De esta manera, en el tipo tres, cada persona puede seguir su propia voluntad, controlándose a sí mismos. El gobernante opina que los ciudadanos son adultos y autónomos.

Aquí caen las ideas de J.S. Mill, de von Mises y de los proponentes de mercados libres. Ilustran bien estas ideas sus sueños de personas auto-gobernadas en sociedades donde la necesidad de un gobierno es mínima.

De todos los que dicen amar a la libertad, lo son solo los que caen dentro de ese tercer tipo.

Los demás quieren únicamente reemplazar a una autoridad que les es antipática y odiosa con otra autoridad a la que admiran y quieren, generalmente ellos mismos.

Concluyendo

Al final, lo que la idea del autor nos deja es la causa de diferencias en creencias políticas. Es obvio que quienes proponen medidas de expansión gubernamental son diferentes en sus visiones a quienes abogan por lo contrario.

Todo depende que qué es loo que el gobernante opina que son los ciudadanos. Adultos libres o menores de edad que necesitan ser protegidos.

Unos ven a la persona común como un desvalido, altamente dependiente. Los otros ven a la misma persona como capaz de valerse por sí mismo, autónomo, con responsabilidades.
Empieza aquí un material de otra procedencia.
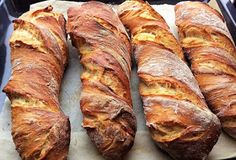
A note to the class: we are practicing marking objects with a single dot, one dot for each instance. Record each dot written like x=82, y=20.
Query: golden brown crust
x=212, y=55
x=39, y=55
x=106, y=104
x=175, y=110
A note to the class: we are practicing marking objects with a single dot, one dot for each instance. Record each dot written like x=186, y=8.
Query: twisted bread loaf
x=176, y=113
x=104, y=47
x=212, y=55
x=38, y=54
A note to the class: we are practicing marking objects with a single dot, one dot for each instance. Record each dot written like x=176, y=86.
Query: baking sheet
x=80, y=146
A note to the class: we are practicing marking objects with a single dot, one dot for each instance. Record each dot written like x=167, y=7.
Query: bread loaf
x=175, y=110
x=212, y=55
x=106, y=104
x=39, y=55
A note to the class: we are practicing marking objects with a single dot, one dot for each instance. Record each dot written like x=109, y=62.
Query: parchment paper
x=80, y=147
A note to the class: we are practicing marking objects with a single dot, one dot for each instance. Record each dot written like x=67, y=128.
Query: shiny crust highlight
x=176, y=113
x=39, y=55
x=212, y=54
x=104, y=50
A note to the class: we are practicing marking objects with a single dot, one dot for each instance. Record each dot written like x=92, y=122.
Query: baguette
x=176, y=113
x=106, y=104
x=209, y=47
x=39, y=55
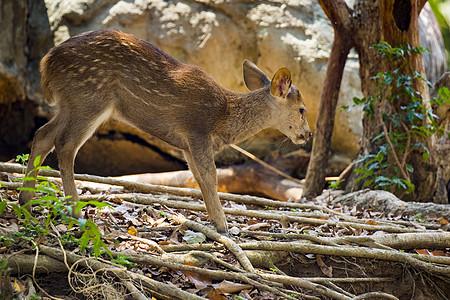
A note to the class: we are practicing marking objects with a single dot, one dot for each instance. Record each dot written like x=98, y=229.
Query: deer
x=100, y=75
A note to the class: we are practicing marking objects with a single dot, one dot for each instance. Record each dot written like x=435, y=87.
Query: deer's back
x=137, y=78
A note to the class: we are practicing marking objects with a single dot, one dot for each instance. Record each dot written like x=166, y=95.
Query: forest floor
x=331, y=247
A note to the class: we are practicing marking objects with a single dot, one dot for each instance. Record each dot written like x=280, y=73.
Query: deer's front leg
x=201, y=164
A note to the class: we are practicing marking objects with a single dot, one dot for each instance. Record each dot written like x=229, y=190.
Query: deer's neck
x=247, y=114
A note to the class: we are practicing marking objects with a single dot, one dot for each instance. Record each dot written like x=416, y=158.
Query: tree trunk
x=393, y=21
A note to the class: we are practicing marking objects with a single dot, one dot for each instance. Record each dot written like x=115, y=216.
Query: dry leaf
x=442, y=221
x=437, y=253
x=132, y=230
x=216, y=295
x=233, y=287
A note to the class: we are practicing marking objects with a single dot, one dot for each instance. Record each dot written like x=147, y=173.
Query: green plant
x=407, y=121
x=124, y=261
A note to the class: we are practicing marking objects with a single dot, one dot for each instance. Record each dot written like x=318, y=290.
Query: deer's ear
x=254, y=78
x=281, y=83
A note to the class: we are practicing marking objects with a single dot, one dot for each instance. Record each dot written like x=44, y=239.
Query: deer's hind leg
x=43, y=143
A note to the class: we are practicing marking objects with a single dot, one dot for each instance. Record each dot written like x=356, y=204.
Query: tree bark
x=325, y=119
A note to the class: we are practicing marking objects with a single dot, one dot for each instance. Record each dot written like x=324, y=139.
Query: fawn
x=106, y=74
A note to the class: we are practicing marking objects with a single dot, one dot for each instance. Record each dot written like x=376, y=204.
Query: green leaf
x=378, y=136
x=409, y=168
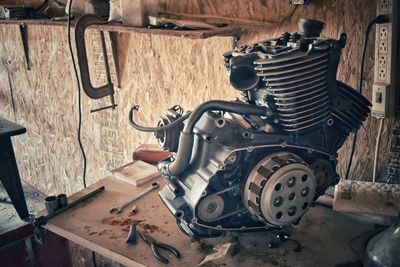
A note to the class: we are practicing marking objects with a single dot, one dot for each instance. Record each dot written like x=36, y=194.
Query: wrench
x=153, y=186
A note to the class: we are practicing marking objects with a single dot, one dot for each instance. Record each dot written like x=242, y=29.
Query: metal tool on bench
x=95, y=93
x=153, y=186
x=155, y=246
x=39, y=222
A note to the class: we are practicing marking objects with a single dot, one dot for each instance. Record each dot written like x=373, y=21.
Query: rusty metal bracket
x=93, y=92
x=23, y=30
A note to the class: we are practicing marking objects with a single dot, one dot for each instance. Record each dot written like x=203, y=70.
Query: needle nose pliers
x=155, y=246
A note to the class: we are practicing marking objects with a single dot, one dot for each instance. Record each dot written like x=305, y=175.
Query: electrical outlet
x=382, y=76
x=383, y=99
x=383, y=6
x=382, y=61
x=380, y=98
x=383, y=32
x=383, y=47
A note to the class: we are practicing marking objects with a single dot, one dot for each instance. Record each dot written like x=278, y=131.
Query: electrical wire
x=94, y=259
x=248, y=22
x=377, y=145
x=79, y=93
x=154, y=129
x=379, y=19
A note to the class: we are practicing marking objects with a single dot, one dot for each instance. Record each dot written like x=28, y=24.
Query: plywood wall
x=156, y=73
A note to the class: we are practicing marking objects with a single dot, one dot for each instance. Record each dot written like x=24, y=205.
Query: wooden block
x=136, y=173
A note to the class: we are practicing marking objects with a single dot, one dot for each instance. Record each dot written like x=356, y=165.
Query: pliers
x=155, y=248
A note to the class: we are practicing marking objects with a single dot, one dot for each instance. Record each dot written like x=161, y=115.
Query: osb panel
x=156, y=72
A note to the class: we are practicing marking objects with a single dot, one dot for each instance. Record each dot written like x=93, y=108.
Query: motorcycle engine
x=260, y=162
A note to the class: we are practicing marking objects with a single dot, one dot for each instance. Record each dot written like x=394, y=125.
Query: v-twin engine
x=260, y=162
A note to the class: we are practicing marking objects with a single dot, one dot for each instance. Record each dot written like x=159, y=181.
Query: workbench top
x=323, y=233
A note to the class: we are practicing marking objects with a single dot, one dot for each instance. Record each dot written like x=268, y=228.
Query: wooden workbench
x=323, y=233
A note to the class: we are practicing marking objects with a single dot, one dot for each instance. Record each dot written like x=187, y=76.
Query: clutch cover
x=280, y=189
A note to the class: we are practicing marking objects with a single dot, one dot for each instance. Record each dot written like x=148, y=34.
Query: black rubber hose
x=184, y=152
x=154, y=129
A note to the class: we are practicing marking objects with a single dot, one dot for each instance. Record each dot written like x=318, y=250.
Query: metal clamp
x=93, y=92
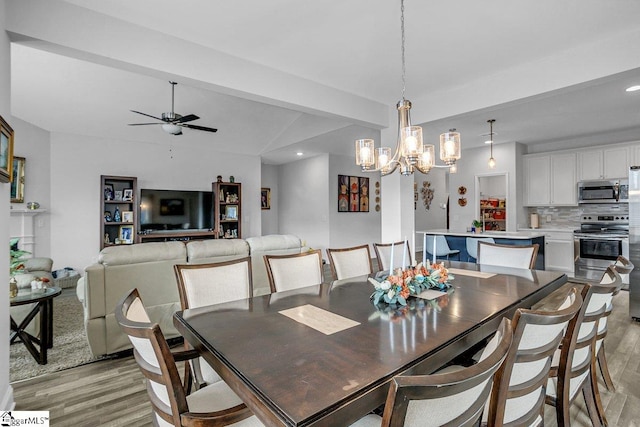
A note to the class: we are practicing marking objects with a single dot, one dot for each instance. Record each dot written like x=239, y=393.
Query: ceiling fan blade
x=145, y=114
x=199, y=127
x=187, y=118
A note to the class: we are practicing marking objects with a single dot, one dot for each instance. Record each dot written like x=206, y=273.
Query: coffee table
x=43, y=305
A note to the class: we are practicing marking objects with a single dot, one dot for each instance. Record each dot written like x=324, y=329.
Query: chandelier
x=410, y=153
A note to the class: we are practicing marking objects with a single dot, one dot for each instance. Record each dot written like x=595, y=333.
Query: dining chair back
x=518, y=394
x=401, y=252
x=453, y=398
x=472, y=246
x=212, y=405
x=350, y=262
x=507, y=255
x=207, y=284
x=610, y=277
x=294, y=271
x=574, y=364
x=442, y=248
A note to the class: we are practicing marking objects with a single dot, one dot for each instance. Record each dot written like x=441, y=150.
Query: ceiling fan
x=171, y=122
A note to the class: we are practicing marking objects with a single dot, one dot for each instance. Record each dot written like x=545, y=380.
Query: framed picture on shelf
x=127, y=216
x=231, y=212
x=108, y=191
x=126, y=234
x=6, y=151
x=265, y=198
x=17, y=180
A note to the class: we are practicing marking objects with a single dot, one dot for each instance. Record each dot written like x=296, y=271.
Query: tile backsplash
x=569, y=216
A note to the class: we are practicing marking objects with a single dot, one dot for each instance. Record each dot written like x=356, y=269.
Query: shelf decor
x=397, y=287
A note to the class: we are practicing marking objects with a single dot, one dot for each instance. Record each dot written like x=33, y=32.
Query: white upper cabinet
x=605, y=163
x=550, y=180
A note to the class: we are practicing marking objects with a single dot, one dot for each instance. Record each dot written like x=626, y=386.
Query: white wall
x=32, y=143
x=351, y=228
x=78, y=161
x=270, y=216
x=6, y=392
x=302, y=202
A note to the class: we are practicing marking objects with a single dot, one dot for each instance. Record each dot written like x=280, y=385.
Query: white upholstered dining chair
x=213, y=405
x=401, y=252
x=212, y=283
x=452, y=398
x=442, y=248
x=507, y=255
x=573, y=368
x=472, y=246
x=294, y=271
x=518, y=394
x=350, y=262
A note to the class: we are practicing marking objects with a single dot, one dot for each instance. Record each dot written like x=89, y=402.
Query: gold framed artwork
x=6, y=151
x=17, y=180
x=353, y=194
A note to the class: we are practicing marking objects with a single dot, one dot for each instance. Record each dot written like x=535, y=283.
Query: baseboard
x=7, y=403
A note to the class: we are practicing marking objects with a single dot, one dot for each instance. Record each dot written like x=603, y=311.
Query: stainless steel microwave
x=604, y=191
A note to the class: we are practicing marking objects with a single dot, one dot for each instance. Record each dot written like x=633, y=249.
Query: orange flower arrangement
x=396, y=288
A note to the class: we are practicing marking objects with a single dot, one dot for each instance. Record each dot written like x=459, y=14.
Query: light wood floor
x=112, y=392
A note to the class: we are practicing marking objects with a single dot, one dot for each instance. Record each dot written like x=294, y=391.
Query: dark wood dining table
x=291, y=374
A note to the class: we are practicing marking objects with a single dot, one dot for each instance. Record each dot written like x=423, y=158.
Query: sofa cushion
x=273, y=242
x=206, y=251
x=146, y=252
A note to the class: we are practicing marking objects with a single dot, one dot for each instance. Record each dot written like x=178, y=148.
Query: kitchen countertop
x=528, y=234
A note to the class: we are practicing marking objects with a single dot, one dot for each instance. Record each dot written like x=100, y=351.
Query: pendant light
x=410, y=152
x=492, y=161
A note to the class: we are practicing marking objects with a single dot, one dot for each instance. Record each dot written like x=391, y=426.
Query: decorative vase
x=13, y=287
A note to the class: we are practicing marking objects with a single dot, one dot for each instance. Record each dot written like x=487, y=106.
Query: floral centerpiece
x=397, y=287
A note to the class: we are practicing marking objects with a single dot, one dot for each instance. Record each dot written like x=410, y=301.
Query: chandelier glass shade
x=410, y=153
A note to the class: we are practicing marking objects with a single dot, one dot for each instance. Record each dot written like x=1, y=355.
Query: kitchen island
x=457, y=240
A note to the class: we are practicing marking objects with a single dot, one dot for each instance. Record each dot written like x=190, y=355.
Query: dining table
x=325, y=355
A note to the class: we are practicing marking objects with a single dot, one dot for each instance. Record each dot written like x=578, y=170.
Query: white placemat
x=431, y=294
x=321, y=320
x=471, y=273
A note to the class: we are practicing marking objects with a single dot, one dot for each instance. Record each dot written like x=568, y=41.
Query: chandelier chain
x=402, y=31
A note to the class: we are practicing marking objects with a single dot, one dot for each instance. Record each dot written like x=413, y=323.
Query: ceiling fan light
x=172, y=129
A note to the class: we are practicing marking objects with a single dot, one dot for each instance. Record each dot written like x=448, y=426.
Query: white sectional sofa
x=149, y=267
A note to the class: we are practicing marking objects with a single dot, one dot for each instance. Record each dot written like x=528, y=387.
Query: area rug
x=70, y=347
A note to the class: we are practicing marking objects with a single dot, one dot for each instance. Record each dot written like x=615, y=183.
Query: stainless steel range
x=602, y=237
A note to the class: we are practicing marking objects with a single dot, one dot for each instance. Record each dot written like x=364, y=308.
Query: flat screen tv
x=175, y=210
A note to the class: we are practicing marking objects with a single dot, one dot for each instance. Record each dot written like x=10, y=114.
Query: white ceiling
x=354, y=47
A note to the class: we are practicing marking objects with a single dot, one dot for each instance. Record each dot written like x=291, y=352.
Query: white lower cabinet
x=559, y=251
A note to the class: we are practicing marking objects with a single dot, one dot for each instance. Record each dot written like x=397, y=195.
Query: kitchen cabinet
x=604, y=163
x=559, y=250
x=550, y=180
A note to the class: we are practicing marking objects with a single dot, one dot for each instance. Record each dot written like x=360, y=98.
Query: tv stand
x=169, y=236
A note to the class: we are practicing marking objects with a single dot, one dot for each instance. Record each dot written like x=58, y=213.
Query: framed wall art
x=17, y=180
x=6, y=151
x=353, y=194
x=265, y=198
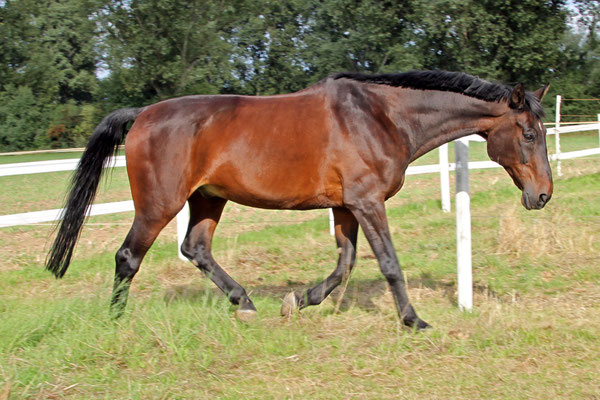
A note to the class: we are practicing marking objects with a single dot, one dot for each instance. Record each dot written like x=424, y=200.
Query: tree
x=156, y=49
x=510, y=41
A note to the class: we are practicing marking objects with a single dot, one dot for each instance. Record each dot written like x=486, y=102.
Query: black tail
x=104, y=142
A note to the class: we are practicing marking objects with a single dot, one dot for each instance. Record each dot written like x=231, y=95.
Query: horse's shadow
x=365, y=294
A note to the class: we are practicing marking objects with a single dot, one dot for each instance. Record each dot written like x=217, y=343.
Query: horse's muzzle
x=530, y=204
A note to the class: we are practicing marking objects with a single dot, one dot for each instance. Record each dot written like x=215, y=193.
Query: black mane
x=457, y=82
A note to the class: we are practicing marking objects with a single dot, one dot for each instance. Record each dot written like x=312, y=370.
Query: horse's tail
x=105, y=141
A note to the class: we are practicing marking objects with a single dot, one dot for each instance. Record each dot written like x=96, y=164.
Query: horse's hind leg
x=346, y=229
x=204, y=217
x=142, y=234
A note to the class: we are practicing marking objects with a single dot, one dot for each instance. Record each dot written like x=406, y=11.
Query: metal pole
x=183, y=219
x=445, y=177
x=557, y=135
x=463, y=226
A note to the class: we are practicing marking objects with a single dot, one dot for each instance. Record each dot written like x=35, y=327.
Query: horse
x=343, y=143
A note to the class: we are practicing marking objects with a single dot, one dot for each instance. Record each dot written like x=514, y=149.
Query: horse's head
x=518, y=143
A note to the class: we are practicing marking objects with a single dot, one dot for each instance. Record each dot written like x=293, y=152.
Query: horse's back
x=267, y=152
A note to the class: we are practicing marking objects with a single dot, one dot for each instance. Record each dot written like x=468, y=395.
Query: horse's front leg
x=371, y=217
x=346, y=230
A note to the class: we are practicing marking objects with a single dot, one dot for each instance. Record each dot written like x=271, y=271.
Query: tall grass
x=534, y=332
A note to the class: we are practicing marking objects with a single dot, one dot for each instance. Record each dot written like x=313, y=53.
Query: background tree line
x=67, y=63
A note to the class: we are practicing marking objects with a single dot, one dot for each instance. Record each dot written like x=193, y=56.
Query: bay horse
x=343, y=143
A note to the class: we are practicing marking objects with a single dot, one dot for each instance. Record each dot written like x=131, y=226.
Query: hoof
x=419, y=325
x=289, y=305
x=245, y=315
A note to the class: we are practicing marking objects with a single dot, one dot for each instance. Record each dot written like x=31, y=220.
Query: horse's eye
x=529, y=136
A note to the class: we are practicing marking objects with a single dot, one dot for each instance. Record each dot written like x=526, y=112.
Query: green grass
x=534, y=332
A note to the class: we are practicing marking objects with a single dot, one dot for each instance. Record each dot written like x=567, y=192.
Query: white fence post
x=463, y=226
x=444, y=177
x=557, y=134
x=183, y=219
x=331, y=223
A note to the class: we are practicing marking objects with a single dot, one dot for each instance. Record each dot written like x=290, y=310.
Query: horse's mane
x=457, y=82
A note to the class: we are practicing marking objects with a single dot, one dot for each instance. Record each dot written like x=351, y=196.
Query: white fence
x=122, y=206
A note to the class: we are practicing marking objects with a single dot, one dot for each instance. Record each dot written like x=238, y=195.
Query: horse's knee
x=187, y=248
x=391, y=271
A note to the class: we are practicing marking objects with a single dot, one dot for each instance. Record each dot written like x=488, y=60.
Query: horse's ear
x=541, y=92
x=517, y=97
Es la mentalidad que establece al estado de bienestar.

Y esas visiones tan diferentes tienen un gran poder para hacer entender las razones por las que se lucha por el poder.

Quienes ven a los ciudadanos como seres menores de edad, incapaces e inhábiles, es lógico, quieren ellos el poder para sí mismos, para ser la guía de esos desventurados y desprotegidos.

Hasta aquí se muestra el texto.